Sorry to put a thread up but I don't know how to message photo's.

This is Kes, GJ found her as a stray and entrusted me to rehome her, as you can see she has grown to be a gorgeous big girl.

Photo kindly sent to me today from her very proud owner.


----------



## GingerJasper (Oct 29, 2012)

Oh wow CC she is beautiful. Its funny but I was looking at her kitten pics that we took when she was with us the other day. 

I knew I was doing the right thing by letting you rehome her. She looks as though she is enjoying her new home and i'm so glad I found her before something happened to her.

Thanks so much for the update and pass on my thanks to her slaves, they are obviously giving her a fantastic life.


----------



## catcoonz (Aug 4, 2012)

I will take more photo's for you next week as I have been invited for cuddles.


----------



## moggiemum (Mar 28, 2013)

beautiful xx


----------



## GingerJasper (Oct 29, 2012)

Thank for the promise of more pics and please give her a great big hug from all of us. 

I wonder if she still likes climbing?

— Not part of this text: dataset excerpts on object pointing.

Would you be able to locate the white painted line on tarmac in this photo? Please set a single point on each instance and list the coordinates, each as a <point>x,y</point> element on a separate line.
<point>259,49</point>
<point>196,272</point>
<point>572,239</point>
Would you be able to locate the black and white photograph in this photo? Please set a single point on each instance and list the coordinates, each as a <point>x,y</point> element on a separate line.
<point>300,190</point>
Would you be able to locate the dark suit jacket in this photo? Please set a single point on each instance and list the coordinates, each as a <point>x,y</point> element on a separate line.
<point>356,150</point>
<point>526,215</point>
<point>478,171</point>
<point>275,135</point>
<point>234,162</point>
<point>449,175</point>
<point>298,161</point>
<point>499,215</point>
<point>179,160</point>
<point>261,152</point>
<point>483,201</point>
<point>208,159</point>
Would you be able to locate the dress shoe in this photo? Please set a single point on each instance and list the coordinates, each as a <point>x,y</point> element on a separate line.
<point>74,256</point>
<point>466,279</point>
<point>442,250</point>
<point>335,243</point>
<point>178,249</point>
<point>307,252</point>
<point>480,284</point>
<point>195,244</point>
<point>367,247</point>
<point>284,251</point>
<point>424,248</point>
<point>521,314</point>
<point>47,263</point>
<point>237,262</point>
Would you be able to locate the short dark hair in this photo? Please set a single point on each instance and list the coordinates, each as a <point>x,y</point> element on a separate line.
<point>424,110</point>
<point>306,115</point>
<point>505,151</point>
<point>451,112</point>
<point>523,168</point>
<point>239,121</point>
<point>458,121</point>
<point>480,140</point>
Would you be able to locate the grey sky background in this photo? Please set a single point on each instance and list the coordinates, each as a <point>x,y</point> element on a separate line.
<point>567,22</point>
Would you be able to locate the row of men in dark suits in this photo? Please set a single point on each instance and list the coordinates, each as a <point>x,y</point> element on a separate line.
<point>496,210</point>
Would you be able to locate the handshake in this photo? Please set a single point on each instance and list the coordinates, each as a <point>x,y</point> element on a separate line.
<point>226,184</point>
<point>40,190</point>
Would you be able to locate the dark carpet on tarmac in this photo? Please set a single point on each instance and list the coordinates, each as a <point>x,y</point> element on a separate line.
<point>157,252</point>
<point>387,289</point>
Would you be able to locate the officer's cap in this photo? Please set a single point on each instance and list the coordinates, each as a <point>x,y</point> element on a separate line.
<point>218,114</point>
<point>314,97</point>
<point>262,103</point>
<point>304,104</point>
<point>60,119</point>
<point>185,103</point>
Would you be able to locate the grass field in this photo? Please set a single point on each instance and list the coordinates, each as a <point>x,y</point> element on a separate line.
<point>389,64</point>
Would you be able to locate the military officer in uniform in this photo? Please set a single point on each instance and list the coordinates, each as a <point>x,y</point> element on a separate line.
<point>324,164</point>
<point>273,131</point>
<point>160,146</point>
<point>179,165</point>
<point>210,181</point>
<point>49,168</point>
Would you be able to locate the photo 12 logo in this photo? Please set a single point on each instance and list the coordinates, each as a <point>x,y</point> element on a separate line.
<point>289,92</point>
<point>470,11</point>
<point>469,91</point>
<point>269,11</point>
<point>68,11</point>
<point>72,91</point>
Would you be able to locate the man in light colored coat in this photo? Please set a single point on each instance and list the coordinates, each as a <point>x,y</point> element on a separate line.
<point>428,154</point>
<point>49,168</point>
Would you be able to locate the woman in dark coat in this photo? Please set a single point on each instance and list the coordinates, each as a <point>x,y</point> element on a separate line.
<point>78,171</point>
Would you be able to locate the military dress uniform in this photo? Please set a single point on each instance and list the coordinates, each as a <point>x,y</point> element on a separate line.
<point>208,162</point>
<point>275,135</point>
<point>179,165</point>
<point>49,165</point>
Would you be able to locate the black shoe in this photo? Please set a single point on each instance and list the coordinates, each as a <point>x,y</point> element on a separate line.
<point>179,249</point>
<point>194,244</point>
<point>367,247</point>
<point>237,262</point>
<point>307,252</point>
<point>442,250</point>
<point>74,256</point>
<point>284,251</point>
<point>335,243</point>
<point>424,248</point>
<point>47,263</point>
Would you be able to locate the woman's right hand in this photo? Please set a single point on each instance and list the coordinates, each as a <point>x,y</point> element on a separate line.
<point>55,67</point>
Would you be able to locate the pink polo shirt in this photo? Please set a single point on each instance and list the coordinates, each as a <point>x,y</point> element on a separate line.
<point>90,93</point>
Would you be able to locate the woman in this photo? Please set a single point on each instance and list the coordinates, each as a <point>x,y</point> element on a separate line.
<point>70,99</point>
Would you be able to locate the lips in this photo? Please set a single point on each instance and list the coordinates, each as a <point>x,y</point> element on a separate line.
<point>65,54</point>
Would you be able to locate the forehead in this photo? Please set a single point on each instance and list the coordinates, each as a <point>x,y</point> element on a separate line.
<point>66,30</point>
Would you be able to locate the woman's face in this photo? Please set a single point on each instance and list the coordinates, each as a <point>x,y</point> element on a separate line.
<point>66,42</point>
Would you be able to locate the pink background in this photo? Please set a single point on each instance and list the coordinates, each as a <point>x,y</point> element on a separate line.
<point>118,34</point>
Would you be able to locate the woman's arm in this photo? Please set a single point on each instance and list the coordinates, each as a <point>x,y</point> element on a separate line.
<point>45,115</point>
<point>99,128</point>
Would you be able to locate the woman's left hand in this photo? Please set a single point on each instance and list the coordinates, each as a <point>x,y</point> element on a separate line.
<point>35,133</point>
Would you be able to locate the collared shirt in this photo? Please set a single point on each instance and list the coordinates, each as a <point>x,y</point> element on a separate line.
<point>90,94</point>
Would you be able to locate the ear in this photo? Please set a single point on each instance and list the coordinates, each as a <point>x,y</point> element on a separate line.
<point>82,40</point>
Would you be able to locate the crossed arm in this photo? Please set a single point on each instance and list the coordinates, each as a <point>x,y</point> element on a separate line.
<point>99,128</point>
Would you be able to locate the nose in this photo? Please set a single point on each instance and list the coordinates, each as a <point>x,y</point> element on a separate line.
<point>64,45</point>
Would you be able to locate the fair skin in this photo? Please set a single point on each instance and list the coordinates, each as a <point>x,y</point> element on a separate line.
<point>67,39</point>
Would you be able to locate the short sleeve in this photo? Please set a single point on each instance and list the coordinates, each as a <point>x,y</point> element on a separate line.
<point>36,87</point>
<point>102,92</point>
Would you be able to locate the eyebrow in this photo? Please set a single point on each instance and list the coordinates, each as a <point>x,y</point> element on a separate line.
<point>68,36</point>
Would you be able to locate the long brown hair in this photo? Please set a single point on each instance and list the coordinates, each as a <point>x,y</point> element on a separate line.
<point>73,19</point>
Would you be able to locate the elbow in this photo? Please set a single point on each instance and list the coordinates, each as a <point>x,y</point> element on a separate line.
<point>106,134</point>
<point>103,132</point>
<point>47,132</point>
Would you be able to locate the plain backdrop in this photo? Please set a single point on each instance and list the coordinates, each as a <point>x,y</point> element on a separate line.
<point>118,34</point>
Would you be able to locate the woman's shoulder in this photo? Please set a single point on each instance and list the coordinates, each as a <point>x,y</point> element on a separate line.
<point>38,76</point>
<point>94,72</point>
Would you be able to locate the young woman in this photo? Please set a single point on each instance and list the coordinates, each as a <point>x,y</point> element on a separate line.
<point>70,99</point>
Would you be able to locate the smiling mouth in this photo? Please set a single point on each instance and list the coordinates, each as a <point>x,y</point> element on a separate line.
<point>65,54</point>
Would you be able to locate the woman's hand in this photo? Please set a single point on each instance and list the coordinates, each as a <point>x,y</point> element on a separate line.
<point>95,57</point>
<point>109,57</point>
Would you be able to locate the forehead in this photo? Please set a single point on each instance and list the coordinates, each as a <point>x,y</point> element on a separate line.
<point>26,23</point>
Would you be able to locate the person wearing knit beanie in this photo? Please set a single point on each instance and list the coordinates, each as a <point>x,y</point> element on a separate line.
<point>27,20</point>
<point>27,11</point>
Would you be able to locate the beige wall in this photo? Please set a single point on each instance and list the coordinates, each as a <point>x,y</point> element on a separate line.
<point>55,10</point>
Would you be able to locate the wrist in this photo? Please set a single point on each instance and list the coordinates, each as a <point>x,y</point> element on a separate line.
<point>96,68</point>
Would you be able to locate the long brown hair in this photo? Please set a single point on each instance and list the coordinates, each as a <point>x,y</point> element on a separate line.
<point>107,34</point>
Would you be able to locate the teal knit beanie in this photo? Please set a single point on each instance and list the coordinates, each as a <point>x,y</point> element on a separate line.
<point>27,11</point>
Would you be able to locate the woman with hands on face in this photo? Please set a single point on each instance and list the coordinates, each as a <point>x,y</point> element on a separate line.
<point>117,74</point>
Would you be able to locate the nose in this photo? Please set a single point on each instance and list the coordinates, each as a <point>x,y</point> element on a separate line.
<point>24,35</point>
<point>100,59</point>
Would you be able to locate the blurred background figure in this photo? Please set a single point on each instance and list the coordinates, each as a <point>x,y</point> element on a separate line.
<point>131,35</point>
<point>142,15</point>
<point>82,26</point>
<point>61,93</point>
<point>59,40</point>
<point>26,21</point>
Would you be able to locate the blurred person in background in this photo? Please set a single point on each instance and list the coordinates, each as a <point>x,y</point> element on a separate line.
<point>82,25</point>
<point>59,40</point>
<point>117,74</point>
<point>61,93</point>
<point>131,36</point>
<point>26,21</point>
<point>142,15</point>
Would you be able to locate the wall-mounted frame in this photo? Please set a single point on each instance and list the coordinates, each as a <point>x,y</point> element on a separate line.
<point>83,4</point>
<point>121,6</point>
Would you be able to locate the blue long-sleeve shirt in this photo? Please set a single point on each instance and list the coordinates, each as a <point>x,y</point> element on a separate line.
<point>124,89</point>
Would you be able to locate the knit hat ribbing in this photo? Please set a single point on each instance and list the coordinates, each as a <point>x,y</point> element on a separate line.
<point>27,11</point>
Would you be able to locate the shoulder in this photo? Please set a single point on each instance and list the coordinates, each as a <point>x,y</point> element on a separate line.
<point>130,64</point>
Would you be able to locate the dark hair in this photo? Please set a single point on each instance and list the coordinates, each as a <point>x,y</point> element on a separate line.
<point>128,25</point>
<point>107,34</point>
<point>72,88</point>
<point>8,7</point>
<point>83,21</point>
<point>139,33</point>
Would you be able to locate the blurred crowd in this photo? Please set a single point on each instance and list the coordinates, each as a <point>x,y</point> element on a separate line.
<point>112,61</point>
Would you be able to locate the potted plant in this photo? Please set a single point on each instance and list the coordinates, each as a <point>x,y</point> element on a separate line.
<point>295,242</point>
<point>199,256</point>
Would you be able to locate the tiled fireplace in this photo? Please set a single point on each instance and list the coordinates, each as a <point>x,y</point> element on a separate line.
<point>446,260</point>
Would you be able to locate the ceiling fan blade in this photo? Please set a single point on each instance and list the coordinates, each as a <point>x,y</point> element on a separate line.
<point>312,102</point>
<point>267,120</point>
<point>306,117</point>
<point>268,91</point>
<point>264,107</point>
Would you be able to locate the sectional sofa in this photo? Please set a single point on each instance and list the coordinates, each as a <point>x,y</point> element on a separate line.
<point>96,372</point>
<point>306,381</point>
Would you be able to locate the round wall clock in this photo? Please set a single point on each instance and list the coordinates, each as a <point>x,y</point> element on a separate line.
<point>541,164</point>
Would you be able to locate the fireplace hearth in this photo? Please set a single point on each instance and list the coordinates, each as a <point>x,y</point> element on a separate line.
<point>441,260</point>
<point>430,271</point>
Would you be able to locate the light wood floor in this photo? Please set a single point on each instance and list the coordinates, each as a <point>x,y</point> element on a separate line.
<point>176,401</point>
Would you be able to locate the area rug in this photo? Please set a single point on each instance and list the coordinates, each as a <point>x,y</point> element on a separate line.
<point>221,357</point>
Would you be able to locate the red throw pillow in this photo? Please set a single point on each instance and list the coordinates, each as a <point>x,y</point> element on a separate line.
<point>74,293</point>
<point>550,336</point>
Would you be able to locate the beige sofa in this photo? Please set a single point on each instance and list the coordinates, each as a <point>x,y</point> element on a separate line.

I only ask because 1 morning when I was getting the breakfast ready she climbed all the way up the back of my dressing gown went over my shoulder and jumped onto the side where her bowl was. She had no fear at all.


----------



## catcoonz (Aug 4, 2012)

She hasn't changed she has only gotten bigger, her favourite trick is to jump from her scratchpost and land in the washing up bowl, she also sits in the shower and takes all her toys from the lounge upstairs and puts them at the end of the owners bed.

I haven't had time to visit yet but she only lives 30 minutes from me so will go and visit very soon.


----------



## Cazzer (Feb 1, 2010)

She's a beautiful girl


----------